Tomorrow’s visions of downtown

Arthur Foulkes
The Tribune-Star

TERRE HAUTE — Imagine you were frozen — an easy task this winter — only to thaw out in the middle of downtown Terre Haute 10 years from now.

What do you think you’d see?

That’s what folks with Terre Haute Tomorrow are working on right now and their goal is to make sure the Terre Haute of 2024 is better than it is today.

Terre Haute Tomorrow is a volunteer group of dozens of local business, education, government and not-for-profit leaders working to improve the city over the next decade. They’ve been busy meeting for the past several months in different sub-groups — called “action teams” — dealing with everything from the city’s image to its workforce to its infrastructure.

“You need people with visionary thinking to make a change,” said Brian Miller, chairman of the communications committee for Terre Haute Tomorrow. Last May, 84 community leaders met at the First Financial Bank conference center on South Seventh Street for an initial organizational meeting to set goals for long-range planning. Those 84 people are “visionaries in our community,” Miller said.

But Terre Haute Tomorrow is not limited to a select few, said Norm Lowery, chairman of the THT steering committee and a founder of the organization.

“There is plenty of work to do, so anyone who wants to join can,” Lowery said.

Miller agreed: “We’re trying to engage all of the talent and intellect in our community we can,” he said.

Using survey data, focus groups and leadership questionnaires, Terre Haute Tomorrow has identified five areas where the city could use improvement.

An “action team” has been established to handle each area and each team is further sub-divided into smaller subgroups, Lowery said.

Each action team has been hard at work for months and is expected to provide a specific 10-year plan soon.

“We’ve got a very energetic group,” Lowery said of the Quality of Life/Community Image action team, of which he is chairman. The committee currently includes about 27 people and is growing. Subcommittees within the team are tackling illicit drug use, community health, diversity and the appearance and image of the community.

Past research showed Terre Haute suffers from a poor self-image and an out-of-date external image, Lowery said. The committee is working to change that, he said.

Steve Witt, president of the Terre Haute Economic Development Corp., is chairman of the Economic Development action team. Members of that team are working on plans to — among other things — promote a business-friendly environment in the city, increase the local tax base and increase median household income.

“The entire THT initiative will have a tremendously positive impact on our economic development efforts going forward,” Witt said.
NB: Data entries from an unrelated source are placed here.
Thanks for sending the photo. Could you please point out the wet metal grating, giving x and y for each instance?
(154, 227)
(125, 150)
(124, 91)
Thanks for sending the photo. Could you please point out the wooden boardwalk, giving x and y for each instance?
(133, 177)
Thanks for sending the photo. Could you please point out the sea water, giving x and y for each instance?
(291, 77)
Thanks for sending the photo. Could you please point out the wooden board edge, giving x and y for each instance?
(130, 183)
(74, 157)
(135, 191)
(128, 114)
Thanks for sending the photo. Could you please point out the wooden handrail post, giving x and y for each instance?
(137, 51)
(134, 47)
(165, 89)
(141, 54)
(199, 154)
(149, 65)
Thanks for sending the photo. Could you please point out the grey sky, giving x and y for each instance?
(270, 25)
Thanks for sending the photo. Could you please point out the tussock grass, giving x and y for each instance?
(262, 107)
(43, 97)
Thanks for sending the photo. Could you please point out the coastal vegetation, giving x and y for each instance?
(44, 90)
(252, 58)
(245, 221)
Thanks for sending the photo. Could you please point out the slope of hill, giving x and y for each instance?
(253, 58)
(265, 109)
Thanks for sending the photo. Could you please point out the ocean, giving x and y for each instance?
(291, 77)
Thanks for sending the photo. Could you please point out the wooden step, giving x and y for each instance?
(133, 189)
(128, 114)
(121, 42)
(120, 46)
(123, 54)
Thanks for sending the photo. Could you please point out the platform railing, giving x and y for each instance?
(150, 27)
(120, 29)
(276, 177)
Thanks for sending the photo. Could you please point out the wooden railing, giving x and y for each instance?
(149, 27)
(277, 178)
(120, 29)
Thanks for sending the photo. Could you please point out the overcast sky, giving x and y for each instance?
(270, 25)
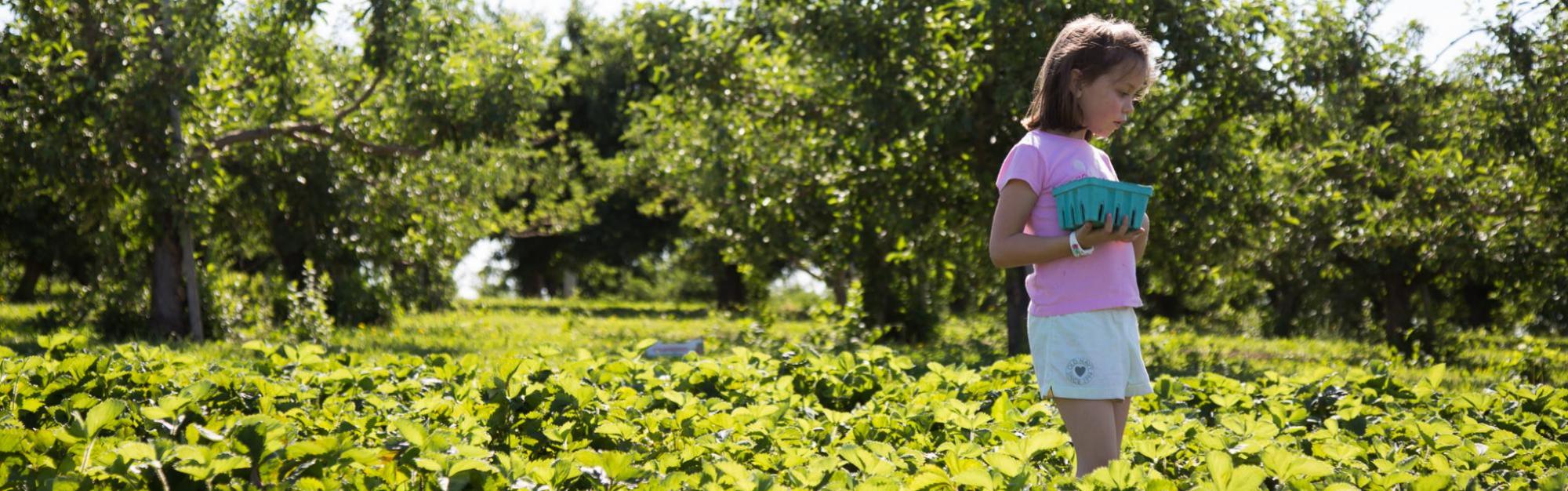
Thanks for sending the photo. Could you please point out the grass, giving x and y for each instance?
(499, 329)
“What good are sites, buildings and incentives if no one wants to live in a community?” Witt asked. “By making our community a place where people want to be, economic development success will follow. That, in essence, is what Terre Haute Tomorrow is all about.”
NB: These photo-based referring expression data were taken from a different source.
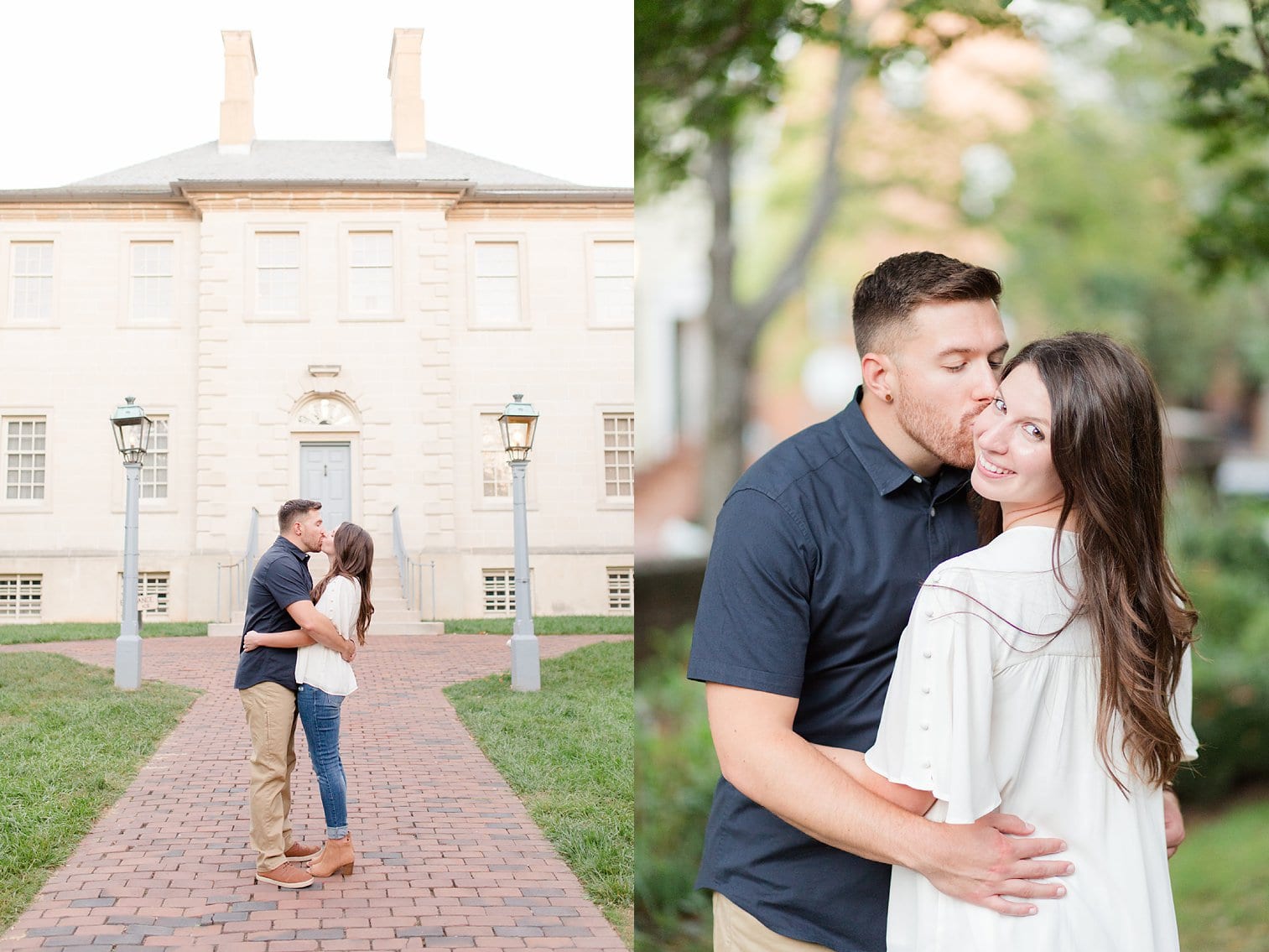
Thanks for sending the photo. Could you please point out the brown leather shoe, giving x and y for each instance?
(287, 876)
(304, 853)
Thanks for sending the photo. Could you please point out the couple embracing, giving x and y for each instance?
(299, 640)
(945, 655)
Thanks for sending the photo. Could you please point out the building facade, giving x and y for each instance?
(333, 320)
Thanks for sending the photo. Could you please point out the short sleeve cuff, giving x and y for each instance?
(969, 800)
(740, 677)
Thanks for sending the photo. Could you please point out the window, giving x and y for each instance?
(620, 456)
(497, 474)
(613, 276)
(621, 589)
(151, 281)
(32, 281)
(370, 272)
(24, 459)
(497, 284)
(153, 472)
(19, 596)
(153, 584)
(499, 590)
(277, 272)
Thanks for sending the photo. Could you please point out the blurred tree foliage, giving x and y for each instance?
(705, 73)
(1225, 99)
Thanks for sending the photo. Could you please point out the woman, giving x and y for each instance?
(325, 679)
(1047, 674)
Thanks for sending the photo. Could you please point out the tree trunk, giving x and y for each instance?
(732, 328)
(724, 459)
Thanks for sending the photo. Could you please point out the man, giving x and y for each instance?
(278, 600)
(816, 560)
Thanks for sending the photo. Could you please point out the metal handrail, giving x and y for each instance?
(410, 570)
(240, 570)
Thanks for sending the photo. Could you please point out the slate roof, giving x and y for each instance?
(326, 163)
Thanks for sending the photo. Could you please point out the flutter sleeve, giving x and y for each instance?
(1182, 707)
(935, 726)
(341, 603)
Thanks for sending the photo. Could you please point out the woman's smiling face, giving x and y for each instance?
(1013, 445)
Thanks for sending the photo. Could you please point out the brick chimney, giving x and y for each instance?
(237, 111)
(403, 73)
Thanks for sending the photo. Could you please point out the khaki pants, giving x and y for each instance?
(736, 931)
(271, 719)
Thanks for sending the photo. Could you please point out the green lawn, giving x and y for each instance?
(70, 744)
(93, 631)
(1221, 882)
(546, 625)
(568, 753)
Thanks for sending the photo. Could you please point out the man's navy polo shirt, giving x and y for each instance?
(281, 579)
(816, 560)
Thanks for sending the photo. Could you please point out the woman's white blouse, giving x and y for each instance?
(989, 709)
(318, 664)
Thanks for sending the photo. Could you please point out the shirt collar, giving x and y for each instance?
(886, 470)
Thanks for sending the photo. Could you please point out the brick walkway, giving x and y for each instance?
(447, 855)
Terre Haute Tomorrow has its roots in a similar effort from 2001 that was a joint effort of the Alliance for Growth and Progress and the Terre Haute Chamber of Commerce. Out of that effort emerged the Terre Haute Economic Development Corp., the “Level Above” logo for the city and — indirectly — the Riverscape river front improvement group. That original THT effort involved far fewer people, Miller said. This new effort is far more comprehensive.

“How can we be better?” is the key question each action team and subcommittee is charged with answering, Miller said. “We have to think our community as a whole unit,” he said. “Terre Haute Tomorrow is every one of us.”